わたしは菅野さんと張り合う事ばかりで、肝心の大好きな宗君を蔑ろにしていたのです。
わたしは、多分、怖かったんです。
こんなにも可愛くて魅力的な女の子が同じ人を好きだなんて。
宗君を好いているのは、菅野さんの様子を見れば嫌でも分かりますもの。
ああ、この人も宗君を好きなんだなって。
だから、菅野さんに負けないように必死に張り合って、結果して一番大切である筈の宗君を蔑ろにするほどに。ましてや、今日は宗君が具合悪そうにしていました。その結果、今保健室へ向かった訳ですし。
いや、菅野さんを理由にするのはお門違いですよね。
悪いのは、弱い自分、です。
逆に、なんで気が付かなかったのだろう、気が回らなかったのだろう、と悔やむばかりで。
唯ちゃんは藤島君の事を謝ってくれているけど、自責の念に駆られ、気付かせてくれたことに感謝こそすれ、藤島君を恨むなんてあり得ないのです。
「……う、ううん。藤島君は間違っていないよ……」
「愛奈ちゃん……」
「むしろ感謝しているくらいで……」
「……そうね」
隣から聞こえた返事にわたしは、はっとして振り向きました。
「あたしも藤島君が言う通り、何も見えてなかったと思う……」
菅野さんがわたしを見つめ、悔いるような口調で続けます。
改めて見た彼女の顔はアイドル然としていて、やはりとても整っていました。
「あ、ぅ、その……」
わたしはつい言葉が詰まり、続けられなくなってしまいました。
よくよく考えると、菅野さんとはまともに話した事が無いのです。
間に宗君を挟んだ形でしか言葉を交わしたことが無いですし、真正面から見据えられどうも気後れしてしまいます。

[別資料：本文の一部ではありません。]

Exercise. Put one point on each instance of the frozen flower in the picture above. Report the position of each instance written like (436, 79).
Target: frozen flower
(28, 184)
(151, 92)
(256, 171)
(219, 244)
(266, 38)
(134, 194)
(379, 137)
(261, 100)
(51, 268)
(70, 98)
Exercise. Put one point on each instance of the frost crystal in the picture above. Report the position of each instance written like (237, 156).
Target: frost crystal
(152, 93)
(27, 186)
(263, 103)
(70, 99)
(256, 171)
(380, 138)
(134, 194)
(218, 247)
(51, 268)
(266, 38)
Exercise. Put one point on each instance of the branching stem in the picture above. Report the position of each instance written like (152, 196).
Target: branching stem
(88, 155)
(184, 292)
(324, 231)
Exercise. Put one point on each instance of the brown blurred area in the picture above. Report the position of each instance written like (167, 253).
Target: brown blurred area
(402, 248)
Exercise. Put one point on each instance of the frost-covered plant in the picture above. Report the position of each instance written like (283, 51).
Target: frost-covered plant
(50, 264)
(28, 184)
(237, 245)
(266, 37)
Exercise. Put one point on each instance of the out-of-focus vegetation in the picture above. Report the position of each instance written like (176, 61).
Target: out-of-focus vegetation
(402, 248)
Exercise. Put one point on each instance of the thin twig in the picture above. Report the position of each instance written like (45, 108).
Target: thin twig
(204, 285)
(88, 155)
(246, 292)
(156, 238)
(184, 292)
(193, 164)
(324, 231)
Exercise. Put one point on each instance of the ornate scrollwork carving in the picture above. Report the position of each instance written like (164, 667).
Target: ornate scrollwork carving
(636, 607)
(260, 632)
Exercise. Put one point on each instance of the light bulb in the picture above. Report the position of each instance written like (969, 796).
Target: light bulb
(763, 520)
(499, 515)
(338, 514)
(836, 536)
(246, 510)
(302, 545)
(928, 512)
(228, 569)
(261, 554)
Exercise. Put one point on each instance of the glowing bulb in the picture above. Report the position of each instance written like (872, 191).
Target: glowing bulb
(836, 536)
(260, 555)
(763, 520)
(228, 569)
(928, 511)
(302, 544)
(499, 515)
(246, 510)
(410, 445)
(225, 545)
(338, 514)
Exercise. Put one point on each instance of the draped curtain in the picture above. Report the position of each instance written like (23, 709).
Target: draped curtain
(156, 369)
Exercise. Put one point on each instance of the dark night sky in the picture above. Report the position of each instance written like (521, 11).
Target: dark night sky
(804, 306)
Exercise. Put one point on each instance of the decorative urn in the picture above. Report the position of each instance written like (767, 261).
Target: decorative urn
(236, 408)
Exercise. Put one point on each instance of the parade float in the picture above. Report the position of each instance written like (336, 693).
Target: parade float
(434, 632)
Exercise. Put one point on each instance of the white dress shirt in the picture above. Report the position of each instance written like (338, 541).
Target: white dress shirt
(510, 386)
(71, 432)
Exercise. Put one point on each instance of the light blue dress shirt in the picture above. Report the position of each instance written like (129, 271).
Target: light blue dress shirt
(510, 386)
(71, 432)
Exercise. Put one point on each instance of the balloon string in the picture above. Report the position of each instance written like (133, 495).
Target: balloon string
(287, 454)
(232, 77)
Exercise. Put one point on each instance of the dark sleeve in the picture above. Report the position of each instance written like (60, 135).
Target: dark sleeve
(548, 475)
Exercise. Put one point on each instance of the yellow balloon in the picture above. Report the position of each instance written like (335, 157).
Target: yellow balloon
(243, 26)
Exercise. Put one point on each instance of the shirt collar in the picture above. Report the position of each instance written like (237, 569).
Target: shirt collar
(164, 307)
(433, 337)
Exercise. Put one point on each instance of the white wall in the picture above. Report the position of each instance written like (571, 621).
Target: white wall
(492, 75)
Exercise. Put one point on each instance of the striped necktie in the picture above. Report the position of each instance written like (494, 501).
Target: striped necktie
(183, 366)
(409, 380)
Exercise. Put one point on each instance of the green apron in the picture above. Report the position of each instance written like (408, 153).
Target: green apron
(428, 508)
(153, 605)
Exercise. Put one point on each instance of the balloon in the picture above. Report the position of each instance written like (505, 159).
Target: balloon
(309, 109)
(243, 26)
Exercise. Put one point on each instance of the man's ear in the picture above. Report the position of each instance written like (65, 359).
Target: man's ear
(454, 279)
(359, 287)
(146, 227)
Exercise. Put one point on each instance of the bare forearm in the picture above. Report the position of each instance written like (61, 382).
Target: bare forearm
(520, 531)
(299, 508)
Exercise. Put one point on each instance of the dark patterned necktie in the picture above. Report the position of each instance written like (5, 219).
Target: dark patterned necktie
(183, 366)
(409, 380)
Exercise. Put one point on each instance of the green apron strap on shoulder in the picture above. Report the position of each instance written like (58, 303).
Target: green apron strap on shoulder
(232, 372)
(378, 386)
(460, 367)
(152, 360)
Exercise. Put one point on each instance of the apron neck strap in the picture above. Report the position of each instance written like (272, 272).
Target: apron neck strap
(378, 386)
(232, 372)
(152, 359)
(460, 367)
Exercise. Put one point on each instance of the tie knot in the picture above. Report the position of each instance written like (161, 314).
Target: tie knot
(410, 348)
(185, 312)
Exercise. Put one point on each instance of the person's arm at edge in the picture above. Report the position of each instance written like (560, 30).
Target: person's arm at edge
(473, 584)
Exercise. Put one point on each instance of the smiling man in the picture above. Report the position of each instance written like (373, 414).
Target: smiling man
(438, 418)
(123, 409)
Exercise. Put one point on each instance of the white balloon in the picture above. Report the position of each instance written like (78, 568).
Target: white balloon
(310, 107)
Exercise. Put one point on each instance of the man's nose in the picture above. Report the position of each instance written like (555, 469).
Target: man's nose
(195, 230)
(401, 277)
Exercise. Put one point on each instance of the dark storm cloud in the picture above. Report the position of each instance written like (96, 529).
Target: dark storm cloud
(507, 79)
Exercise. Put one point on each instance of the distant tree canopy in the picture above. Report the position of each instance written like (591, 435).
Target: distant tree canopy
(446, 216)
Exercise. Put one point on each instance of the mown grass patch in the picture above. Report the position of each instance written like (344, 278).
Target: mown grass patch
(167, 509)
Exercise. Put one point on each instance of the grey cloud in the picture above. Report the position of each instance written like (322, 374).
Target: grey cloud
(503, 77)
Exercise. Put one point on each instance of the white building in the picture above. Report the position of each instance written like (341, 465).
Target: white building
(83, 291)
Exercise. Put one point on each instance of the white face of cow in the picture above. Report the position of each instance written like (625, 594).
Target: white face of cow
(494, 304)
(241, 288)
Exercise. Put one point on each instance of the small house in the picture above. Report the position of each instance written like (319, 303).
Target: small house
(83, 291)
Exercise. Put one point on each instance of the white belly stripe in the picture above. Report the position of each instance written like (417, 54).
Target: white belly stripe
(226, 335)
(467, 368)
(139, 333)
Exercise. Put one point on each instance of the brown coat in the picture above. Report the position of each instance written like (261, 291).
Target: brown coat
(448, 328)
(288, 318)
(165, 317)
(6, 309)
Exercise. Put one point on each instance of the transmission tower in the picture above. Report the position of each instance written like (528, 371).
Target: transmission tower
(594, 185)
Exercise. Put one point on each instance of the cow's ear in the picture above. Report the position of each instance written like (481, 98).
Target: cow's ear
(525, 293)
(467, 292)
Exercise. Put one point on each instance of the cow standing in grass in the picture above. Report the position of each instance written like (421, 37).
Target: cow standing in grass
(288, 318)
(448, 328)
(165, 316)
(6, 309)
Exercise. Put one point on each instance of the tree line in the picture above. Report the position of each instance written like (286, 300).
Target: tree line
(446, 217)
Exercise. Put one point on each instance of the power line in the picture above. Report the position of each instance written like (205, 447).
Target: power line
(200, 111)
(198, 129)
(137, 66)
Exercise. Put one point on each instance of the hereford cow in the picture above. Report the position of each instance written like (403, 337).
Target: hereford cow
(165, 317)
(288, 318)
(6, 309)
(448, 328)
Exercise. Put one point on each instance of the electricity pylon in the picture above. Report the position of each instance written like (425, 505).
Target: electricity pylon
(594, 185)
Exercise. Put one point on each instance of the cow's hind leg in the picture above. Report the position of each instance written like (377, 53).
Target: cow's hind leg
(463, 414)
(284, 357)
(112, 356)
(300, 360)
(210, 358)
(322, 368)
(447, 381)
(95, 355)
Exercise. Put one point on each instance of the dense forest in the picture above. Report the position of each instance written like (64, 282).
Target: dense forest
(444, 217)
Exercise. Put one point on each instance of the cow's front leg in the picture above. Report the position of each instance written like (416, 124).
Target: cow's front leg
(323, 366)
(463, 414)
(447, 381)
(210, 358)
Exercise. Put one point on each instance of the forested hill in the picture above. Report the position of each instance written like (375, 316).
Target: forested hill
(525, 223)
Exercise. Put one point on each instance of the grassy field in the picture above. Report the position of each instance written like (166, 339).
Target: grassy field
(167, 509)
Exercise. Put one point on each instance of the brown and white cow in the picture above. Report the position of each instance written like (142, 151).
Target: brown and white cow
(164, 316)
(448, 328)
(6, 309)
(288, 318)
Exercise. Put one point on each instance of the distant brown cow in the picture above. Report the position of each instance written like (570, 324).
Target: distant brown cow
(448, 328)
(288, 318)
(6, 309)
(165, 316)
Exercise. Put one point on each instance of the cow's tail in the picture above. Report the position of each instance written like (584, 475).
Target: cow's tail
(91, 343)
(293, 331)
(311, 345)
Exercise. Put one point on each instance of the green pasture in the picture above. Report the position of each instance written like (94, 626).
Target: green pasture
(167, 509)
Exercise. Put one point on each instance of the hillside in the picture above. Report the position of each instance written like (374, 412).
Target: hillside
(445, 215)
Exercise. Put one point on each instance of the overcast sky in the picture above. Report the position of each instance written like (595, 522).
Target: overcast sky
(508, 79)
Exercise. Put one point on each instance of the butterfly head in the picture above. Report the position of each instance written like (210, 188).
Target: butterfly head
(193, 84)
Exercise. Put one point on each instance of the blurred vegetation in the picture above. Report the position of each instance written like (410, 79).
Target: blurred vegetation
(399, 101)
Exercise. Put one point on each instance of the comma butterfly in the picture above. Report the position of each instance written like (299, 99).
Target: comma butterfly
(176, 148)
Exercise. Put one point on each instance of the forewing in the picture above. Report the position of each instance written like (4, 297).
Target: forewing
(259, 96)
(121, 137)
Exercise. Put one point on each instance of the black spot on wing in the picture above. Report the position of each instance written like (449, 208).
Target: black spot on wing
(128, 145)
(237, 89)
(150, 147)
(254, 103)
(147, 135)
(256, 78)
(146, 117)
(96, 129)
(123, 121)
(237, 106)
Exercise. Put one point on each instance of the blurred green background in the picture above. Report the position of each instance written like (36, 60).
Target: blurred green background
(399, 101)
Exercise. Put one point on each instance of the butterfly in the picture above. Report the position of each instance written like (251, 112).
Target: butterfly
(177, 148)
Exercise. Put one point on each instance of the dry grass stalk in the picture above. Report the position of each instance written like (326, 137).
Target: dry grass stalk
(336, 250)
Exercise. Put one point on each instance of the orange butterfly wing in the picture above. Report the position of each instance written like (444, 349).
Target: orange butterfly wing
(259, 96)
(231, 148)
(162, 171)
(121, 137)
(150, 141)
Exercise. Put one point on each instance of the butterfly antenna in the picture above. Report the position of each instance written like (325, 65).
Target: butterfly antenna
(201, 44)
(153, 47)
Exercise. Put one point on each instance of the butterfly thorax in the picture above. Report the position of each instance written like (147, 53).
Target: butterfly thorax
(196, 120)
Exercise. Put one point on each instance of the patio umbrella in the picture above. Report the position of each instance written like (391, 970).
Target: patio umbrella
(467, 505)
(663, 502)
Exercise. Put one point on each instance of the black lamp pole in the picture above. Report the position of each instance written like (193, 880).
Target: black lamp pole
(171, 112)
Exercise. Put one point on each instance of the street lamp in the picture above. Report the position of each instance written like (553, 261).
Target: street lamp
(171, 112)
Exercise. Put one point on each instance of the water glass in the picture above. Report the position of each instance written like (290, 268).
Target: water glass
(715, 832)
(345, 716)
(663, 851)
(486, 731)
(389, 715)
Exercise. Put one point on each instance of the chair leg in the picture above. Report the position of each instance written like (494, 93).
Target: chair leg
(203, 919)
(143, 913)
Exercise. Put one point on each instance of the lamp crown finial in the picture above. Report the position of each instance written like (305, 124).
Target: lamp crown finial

いつもは勢いに任せて張り合っていましたし、わたしはもちろん、菅野さんも友好的な姿勢を見せることはありませんでした。
今さらの様にわたしは、自分の態度を省みたのです。
「……思うと、まともに自己紹介もしていなかったわね?」
「……ぁ」
わたしを見つめていた菅野さんは、ふと相好を崩しました。
菅野さんに言われて気付きました。
そうです、わたし達あれだけ張り合っていて、お互いに自己紹介の一つもしていませんでした。
当然、そんな空気は無かったのですが、今思うとなんとも子供っぽかったですよね……。
「あたしは、菅野真澄。今回、御崎に引っ越してきた関係でこの高校に編入になったわ。後は、まあ、知っているとは思うけど、元アイドルよ」
どこか自信あり気に名乗る菅野さん。
アイドルだったと言うことを鼻に掛けた言い方にも聞こえるけれど、とても自然で、そしてそれは歴とした事実で。
少し悔しくなったわたしも、菅野さんに負けじと自己紹介を始めるのです。
「わ、わたしは斉藤愛奈だよ。……し、知ってると思うけど、沢良木君とは、な、なな、仲良いよっ」
わたしに菅野さんに張り合えるモノがあるのかと考えますが、全然思い付かなくて。
それが輪に掛けて悔しくて。
結局、こんな事しか言えません……。
子供っぽくて情けないです……。
「む……」
わたしの言葉を聞いた菅野さんは拗ねた様な顔をしました。
その表情に意趣返し出来た様な気持ちになってしまい、そんな気持ちに軽く自己嫌悪です……。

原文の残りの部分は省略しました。